You can execute Spark SQL queries in Java applications that traverse over Cassandra column families. Java applications that query Cassandra data using Spark SQL require a Spark configuration instance and Spark context instance.

Java applications that query Cassandra data using Spark SQL first need a Spark configuration instance and Spark context instance.

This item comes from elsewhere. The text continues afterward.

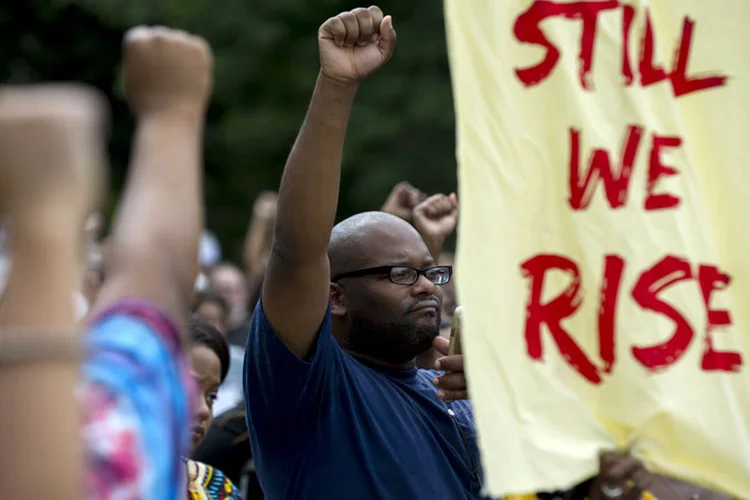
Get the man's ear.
[331,283,347,318]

Create the Spark configuration object by calling the enrichSparkConf method of com.datastax.bdp.spark.DseSparkConfHelper, creating a new default SparkConf object. DseSparkConfHelper is found in dse.jar. The returned SparkConf instance is automatically configured for your cluster, including the Spark Master and Cassandra host. This can then be used to create a new com.datastax.bdp.spark.DseSparkContext object. DseSparkContext automatically adjusts your configuration for DataStax Enterprise. It is also located in dse.jar.

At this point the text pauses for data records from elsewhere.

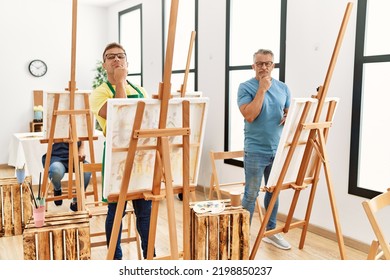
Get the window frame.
[348,0,390,199]
[118,4,144,86]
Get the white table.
[8,130,105,185]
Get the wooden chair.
[362,189,390,260]
[209,151,264,223]
[80,162,142,260]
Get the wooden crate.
[23,211,91,260]
[191,201,249,260]
[0,176,32,237]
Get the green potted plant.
[92,60,107,130]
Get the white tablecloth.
[8,130,104,185]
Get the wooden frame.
[362,189,390,260]
[80,162,142,260]
[209,150,264,224]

The default location of the dse.jar file depends on the type of installation:

Installer-Services and Package installations	/usr/share/dse/dse.jar
Installer-No Services and Tarball installations	`install_location`/lib/dse.jar

This Spark context object is used to create a Cassandra-aware Spark SQL context object to connect to Cassandra. This object is an instance of org.apache.spark.sql.cassandra.CassandraSQLContext.

// create a new configuration
SparkConf conf = DseSparkConfHelper.enrichSparkConf(new SparkConf())
                .setAppName( "My application");
// create a Spark context
DseSparkContext sc = new DseSparkContext.apply(conf);
// create a Cassandra Spark SQL context
CassandraSQLContext cassandraSQLContext = new CassandraSQLContext(sc);

Once the Spark SQL context has been created, you can use it to register RDDs and execute Spark SQL queries. Queries are executed by calling the CassandaSQLContext.sql method. You can register an RDD as a table by calling SchemaRDD.registerTempTable to perform further Spark SQL queries on the results.

SchemaRDD employees = cassandraContext.sql("SELECT * FROM company.employees");
employees.registerTempTable("employees");
SchemaRDD managers = cassandraContext.sql("SELECT name FROM employees WHERE role == 'Manager' ");

The returned RDD objects support the standard RDD operations.

List<String> managerNames = managers.map(new Function<Row, String>() {
    public String call(Row row) {
        return "Name: " + row.getString(0);
    }
}).collect();